Just curious... Someone told me that at least 200 AMT's have crossed the picket line and returned to work since the strike began almost two months ago.
Can anyone verify that?
You were misinformed. The number of NWA strikers who have become scabs is still less than 100. You can see most of them here:
http://www.amfa33.org/strike/scabs.htm
Additionally, several more who chose to become scabs have subsequently quit when they discovered the environment they were forced to work in and several more have been terminated for bringing forward their concerns about the safety of a particular aircraft or workmanship issues.
5-10% is probably less than what management expected...
Considering that management's plan called for 15% to cross on the day that the strike began and 25% within two weeks, it is certain that they had unreasonable expectations.
...but every time someone else returns to work, it throws water on the argument that inexperienced mechanics are working on NWA aircraft.

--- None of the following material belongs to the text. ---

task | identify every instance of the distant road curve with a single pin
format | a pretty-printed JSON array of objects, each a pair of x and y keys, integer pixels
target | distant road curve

Prior to the strike there were more than 4700 technicians still working at NWA and a total of over 7900 on the seniority list counting those laid off after 9/11 and when the Iraq war began. Since the strike started, NWA has tried repeatedly to lure people from both groups across the picket line, even having their former managers call them at home with promises that they will be treated different than the rest of the scabs. For those who have been laid off prior to the strike, NWA first attempted to lure them across the picket line with a bogus "Notice of Recall" and when that did not work threatened them with termination and then did away with their recall rights.
Yet when they return, they find what one who became a scab and subsequently quit described as a "Lord of the Flies" environment where the scab mechanics are either afraid to or unwilling to assist each other, where mechanics are now afraid to bring forward airworthiness concerns for fear of being fired. Where any complaint puts one at risk for discharge. As each day of the strike has gone by, the scabs discover more and more of the real NWA, rather than the one they knew when they were in training and during the beginning of the strike.
Even in the best of times, NWA is a fairly hostile place to work. The pilots strike in 1998 stripped the last of the pretense of cooperation that remained from the 1993 concessions and the company's reaction to the 2001 AMFA contract made it clear to us that NWA meant to declare war on its mechanics. The vast majority of us have been preparing our 'exit strategies' for several years and have no intention to or need to cross our picket line. Having experienced life at NWA when we did have a union to protect us from retaliation by management for bringing forward legitimate airworthiness concerns, there is no way I would be willing to work in the same environment without one.